Sob esse (e outros) prisma(s), "Comeback" merece loas: além de ter uma série qualidades em termos narrativos, a produção dirigida por Rassi é um exemplar nacional raro da linhagem da adrenalina. Lembra aquelas fitas com Charles Bronson (1921-2003) do "Domingo Maior" de outrora, tipo "Jogo Sujo" (1973).
Narrativa crepuscular afinada coma percepção da finitude, "Comeback" põe Xavier na pele de um matador de aluguel. Toca Altemar Dutra e dá para se ouvir Manolo Otero, como indícios de um ranço breganejo em um universo no qual matar dá orgulho.

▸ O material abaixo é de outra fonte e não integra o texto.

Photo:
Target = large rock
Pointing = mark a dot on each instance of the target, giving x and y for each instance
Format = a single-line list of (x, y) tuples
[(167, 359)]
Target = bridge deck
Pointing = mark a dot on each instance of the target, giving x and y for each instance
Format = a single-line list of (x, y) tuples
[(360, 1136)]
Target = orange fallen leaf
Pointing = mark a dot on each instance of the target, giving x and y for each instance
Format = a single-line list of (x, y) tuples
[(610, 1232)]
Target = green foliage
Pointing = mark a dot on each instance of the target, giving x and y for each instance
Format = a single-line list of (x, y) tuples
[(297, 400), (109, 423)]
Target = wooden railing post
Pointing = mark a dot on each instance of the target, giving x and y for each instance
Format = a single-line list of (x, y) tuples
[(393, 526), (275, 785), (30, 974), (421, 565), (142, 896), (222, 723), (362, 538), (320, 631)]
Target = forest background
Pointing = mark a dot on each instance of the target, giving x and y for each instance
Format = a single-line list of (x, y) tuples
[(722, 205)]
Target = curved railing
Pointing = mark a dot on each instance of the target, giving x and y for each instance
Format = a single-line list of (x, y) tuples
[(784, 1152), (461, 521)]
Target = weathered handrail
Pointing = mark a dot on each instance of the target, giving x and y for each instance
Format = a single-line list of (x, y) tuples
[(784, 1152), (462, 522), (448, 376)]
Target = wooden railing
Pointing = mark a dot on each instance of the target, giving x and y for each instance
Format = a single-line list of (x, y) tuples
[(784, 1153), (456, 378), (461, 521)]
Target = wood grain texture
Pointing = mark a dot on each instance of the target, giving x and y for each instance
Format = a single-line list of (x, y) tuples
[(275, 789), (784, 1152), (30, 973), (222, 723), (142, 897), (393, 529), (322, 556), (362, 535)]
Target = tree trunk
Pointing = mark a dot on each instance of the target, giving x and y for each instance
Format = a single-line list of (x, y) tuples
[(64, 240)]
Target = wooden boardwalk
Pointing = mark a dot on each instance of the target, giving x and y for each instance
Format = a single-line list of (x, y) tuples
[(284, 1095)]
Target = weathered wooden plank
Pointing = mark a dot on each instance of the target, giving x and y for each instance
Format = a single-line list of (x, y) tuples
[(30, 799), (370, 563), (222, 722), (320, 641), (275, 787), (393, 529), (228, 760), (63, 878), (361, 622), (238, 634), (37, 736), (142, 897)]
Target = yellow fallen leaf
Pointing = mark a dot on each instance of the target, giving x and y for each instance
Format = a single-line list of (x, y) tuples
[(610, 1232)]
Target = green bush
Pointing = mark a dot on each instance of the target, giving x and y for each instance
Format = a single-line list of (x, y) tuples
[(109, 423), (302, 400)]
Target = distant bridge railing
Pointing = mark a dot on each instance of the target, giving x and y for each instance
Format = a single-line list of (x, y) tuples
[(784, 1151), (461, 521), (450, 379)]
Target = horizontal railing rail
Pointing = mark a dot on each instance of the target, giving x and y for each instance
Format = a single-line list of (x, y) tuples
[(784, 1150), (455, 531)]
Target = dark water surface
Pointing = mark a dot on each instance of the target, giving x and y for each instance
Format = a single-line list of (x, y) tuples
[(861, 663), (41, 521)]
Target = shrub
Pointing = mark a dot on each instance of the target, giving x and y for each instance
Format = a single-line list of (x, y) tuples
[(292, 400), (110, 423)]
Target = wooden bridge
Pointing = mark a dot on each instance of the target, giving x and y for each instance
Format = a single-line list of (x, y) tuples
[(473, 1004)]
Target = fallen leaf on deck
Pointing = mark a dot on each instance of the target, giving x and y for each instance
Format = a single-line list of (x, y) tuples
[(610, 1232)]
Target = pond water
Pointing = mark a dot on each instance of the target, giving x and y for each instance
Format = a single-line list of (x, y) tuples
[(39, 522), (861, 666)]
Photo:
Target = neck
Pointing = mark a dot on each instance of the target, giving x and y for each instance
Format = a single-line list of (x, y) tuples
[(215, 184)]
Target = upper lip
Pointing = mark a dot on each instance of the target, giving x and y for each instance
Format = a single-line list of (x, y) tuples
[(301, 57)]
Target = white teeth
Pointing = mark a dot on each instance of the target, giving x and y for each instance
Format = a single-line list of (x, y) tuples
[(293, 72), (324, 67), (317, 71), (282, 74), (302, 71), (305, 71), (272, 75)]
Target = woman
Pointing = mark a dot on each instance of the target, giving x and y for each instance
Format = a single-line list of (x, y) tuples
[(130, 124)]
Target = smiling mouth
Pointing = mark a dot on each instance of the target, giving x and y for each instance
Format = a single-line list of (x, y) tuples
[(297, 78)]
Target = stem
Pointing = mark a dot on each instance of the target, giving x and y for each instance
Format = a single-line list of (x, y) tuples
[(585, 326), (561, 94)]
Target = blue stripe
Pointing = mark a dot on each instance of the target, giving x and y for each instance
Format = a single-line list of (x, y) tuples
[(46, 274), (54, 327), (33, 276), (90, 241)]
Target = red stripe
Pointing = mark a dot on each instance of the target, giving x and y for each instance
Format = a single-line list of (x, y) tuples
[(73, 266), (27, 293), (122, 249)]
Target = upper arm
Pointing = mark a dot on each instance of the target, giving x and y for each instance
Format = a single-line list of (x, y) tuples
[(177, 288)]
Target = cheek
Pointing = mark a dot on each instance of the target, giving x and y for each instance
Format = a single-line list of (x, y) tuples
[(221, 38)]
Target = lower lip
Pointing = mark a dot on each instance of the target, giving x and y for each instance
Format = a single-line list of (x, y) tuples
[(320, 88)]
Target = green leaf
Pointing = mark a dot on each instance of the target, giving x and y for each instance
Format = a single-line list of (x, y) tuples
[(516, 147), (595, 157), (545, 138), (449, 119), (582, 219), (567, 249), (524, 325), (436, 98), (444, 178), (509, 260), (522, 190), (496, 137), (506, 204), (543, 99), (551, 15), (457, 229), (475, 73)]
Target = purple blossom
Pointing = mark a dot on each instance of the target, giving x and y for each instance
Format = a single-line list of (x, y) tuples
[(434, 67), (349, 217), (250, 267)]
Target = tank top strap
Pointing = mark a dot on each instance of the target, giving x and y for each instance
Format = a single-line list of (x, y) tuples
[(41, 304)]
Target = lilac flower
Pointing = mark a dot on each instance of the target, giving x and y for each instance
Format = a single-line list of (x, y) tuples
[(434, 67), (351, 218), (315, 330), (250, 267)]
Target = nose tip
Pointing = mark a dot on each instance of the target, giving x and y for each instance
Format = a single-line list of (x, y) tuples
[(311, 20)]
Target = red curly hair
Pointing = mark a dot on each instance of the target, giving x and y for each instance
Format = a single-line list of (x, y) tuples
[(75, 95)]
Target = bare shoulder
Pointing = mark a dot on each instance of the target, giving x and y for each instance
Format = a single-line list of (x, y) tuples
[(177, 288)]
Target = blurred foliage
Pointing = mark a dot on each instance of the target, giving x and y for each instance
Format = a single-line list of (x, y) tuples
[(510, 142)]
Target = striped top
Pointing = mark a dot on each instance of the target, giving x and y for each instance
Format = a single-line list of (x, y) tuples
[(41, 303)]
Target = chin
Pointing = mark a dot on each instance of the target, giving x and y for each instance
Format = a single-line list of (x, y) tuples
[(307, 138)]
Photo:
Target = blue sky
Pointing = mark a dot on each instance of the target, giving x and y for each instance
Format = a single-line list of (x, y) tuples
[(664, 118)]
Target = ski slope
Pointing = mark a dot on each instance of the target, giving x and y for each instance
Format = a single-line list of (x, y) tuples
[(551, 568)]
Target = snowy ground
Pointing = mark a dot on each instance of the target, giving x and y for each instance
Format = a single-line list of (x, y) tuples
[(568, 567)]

A trilha sonora dá um cheiro de nostalgia a esse neowestern. Sempre atento à ideia do sucateamento de valores pretéritos, a direção de Rassi flerta com as cartilhas de filmes de ação mais artesanais, como os cults de Don Siegel "(Os Impiedosos") e (sobretudo) de Michael Winner ("Desejo de Matar"), com direito à criação de um personagem maior do que o filme: Amador, o gatilho relâmpago (hoje enferrujado) vivido por Xavier. Seu carisma serve de bússola a um percurso por veredas que um dia foram banhadas a sangue.
Muita gente diz que ele pintou e bordou quando moço, de arma na mão. Uns dizem que ele é só um poço de bravatas. Há quem enxergue nele um ferrabrás (ainda) a ser temido. O enredo filmado por Rassi acompanha as estratégias se sobrevivência de Amador na conjuntura das maquininhas de caçar níqueis e de seu desejo de assassinar de novo, por respeito. Sua luta espelha o pecado do etarismo, que ainda é cometido pela sociedade brasileira em desrespeito a pessoas que viveram muitas primaveras. Amador é uma delas. Das mais perigosas.